I snap my mouth shut, scared.
She tears the magazine apart in a frenzy, crying, “I’m so ugly, I’m so ugly,” as she does.
“I don’t understand,” I say. “The other magazines, your films.”
“I control the films. I destroy the other magazines,” she says. “I’m all in ruins,” she says, and I gather her to my baggy sweats, consoling her, knowing, at that moment, exactly what she means.
The flaw is in the reflection.
What others see.
“To me, you are the loveliest girl,” I say after I have coaxed her into the shower, where she sees her perfect self in my eyes.
And mine in hers; amidst the smell of eucalyptus and coconut milk, her damp, ripe body fits into mine like a piece in a puzzle about the mystical muscle of love.
* * *
Annabel and I fly to New York.
She is rounding up her film crew and doing a MAC-sponsored tribute to Hedy Lamarr — the inventor, she tells me as she tries on wig after wig, of spread-spectrum technology.

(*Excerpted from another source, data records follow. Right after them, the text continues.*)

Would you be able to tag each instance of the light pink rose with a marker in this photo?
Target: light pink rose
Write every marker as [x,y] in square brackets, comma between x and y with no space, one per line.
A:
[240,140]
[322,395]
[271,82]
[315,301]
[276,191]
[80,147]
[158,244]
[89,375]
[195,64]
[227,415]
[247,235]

I love her in the shoulder-length congeries of platinum blonde curls and insist she keep it on, with the ropes of pearls and textured, skin-tight black chiffon dress.
By the time our car pulls up to the Plaza, the dress is shredded and covered in mad-dog foam.
I cover her with my jacket and the concierge appears at our suite within moments to take the garment to “someone discreet and fabulous.”
“This gentleman repaired Lindsay Lohan’s apparel,” he says, letting the mauled frock dangle from one finger. “Daily and nightly,” he adds, retreating, as we fall to the bed, my darling in pearls and new, springy curls and I, still somewhat shy, in a robe she unwraps as she murmurs, “There is no modesty between us.”